Le ministre burundais de l’Agriculture et de l’Elevage, Déo Guide Rurema, a plaidé samedi pour la fortification des aliments, afin de faire reculer les problèmes d’insécurité alimentaire et de malnutrition au Burundi.

Selon l’Organisation des Nations unies pour l’alimentation et l’agriculture, la situation alimentaire et nutritionnelle demeure “préoccupante” au Burundi où 58% des enfants en bas âge (0 à 5 ans), souffrent d’une malnutrition aiguë.

“L’ultime solution pour une atteinte effective de la fortification des aliments, consiste à enrayer définitivement l’insécurité alimentaire et la malnutrition devenues récurrentes au cours des cinq dernières décennies du Burundi postcolonial, à travers une augmentation quantitative et qualitative de la productivité agricole”, a précisé le ministre Rurema en s’adressant aux GTT-PMSAN (Groupes techniques de travail de la plateforme multisectorielle de sécurité alimentaire et nutritionnelle), réunis à Bujumbura dans un atelier de redynamisation.
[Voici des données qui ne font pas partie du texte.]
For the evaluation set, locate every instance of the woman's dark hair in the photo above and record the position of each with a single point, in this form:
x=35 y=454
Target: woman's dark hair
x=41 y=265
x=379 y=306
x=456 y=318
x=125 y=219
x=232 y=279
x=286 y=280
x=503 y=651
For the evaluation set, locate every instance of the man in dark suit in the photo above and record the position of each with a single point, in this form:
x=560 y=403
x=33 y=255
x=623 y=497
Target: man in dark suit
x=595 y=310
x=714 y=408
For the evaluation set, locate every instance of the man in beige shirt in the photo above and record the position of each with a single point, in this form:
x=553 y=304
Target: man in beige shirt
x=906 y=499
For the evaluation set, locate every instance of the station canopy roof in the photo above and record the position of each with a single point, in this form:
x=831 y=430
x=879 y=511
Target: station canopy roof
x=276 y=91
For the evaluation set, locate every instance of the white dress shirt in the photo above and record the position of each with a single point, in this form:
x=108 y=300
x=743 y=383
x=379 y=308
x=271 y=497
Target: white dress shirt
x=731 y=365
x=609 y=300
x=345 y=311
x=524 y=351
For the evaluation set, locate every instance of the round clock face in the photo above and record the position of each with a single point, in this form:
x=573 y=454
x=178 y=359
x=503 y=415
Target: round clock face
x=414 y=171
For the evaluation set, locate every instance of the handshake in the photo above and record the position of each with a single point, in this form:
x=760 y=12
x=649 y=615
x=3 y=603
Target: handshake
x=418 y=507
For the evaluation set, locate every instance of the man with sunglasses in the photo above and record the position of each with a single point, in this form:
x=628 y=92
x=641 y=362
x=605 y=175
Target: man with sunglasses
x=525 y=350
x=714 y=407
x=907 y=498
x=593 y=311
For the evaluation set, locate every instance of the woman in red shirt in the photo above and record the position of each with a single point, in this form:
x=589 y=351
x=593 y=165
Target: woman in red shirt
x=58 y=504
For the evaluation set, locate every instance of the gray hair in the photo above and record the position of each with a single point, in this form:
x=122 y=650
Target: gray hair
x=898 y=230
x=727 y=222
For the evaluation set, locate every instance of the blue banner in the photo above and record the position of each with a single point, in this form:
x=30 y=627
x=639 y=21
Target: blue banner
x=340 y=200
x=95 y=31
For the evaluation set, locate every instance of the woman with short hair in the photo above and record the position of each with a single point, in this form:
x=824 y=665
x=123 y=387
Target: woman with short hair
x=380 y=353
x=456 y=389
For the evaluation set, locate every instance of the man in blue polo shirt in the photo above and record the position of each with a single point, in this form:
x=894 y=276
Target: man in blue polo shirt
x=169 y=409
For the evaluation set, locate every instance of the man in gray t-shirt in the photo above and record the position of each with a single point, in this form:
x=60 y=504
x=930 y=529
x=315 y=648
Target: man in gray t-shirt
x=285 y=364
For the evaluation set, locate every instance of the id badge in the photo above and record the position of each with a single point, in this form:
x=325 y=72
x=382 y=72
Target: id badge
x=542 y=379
En dépit des effets pervers des phénomènes climatiques El Nino et La Nina sur la production agricole burundaise, le ministre a encouragé ses compatriotes à “ne pas baisser les bras”, mais plutôt à “redoubler d’ardeur” dans la diversification des cultures via notamment la promotion des jardins potagers.
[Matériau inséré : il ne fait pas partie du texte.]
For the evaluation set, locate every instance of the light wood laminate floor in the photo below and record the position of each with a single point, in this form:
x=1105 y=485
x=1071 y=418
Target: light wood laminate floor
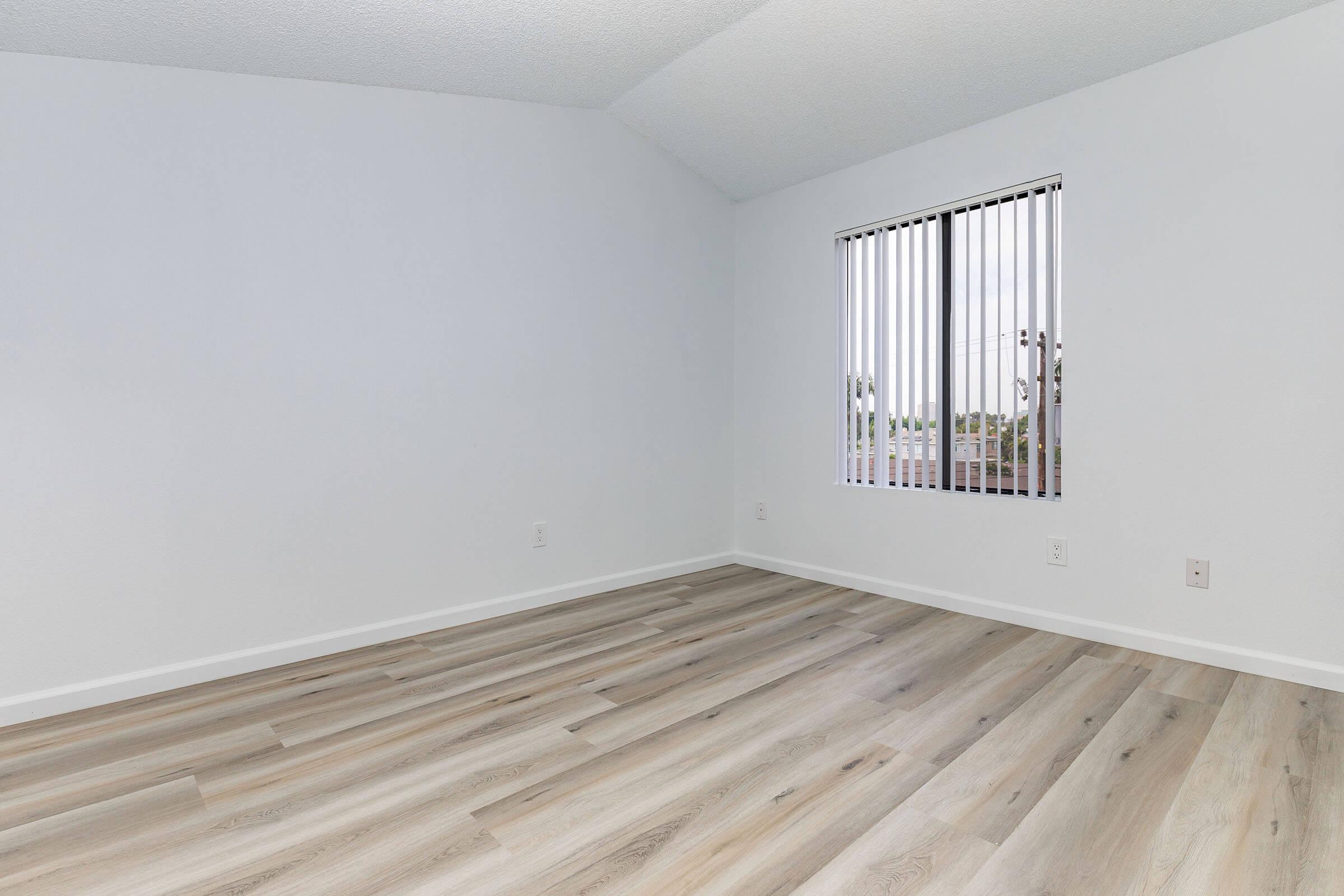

Selon l’Organisation des Nations unies pour la population (FNUAP), du fait de l’impact négatif de ces phénomènes climatiques, environ trois millions de personnes, soit près d’un quart de toute la population burundaise, ont besoin d’une aide alimentaire d’urgence.
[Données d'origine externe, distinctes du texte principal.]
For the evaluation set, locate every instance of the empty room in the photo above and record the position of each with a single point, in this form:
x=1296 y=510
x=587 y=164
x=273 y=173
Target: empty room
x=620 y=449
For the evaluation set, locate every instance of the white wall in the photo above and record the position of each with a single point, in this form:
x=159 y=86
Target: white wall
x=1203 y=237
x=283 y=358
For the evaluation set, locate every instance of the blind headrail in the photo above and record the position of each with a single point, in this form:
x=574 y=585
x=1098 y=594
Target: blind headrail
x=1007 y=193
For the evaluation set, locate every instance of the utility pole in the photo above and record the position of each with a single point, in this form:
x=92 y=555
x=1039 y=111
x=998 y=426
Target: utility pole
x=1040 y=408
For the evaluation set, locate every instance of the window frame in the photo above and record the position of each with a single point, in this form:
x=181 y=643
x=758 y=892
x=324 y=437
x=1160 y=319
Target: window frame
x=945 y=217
Le gouvernement de la république du Burundi, par le biais du ministre des Relations extérieures et de la Coopération internationale (MRECI), Alain-Aimé Nyamitwe, a déjà appelé à la solidarité internationale, en vue de secourir les populations burundaises menacées de famine.

Le gouvernement chinois, en réponse à cette requête, a consenti depuis décembre dernier, à fournir au gouvernement burundais, à titre de don, une aide alimentaire de 5.262 tonnes de riz étuvé, d’une valeur de 50.000.000 de yuans, y compris les frais de transport et d’assurance.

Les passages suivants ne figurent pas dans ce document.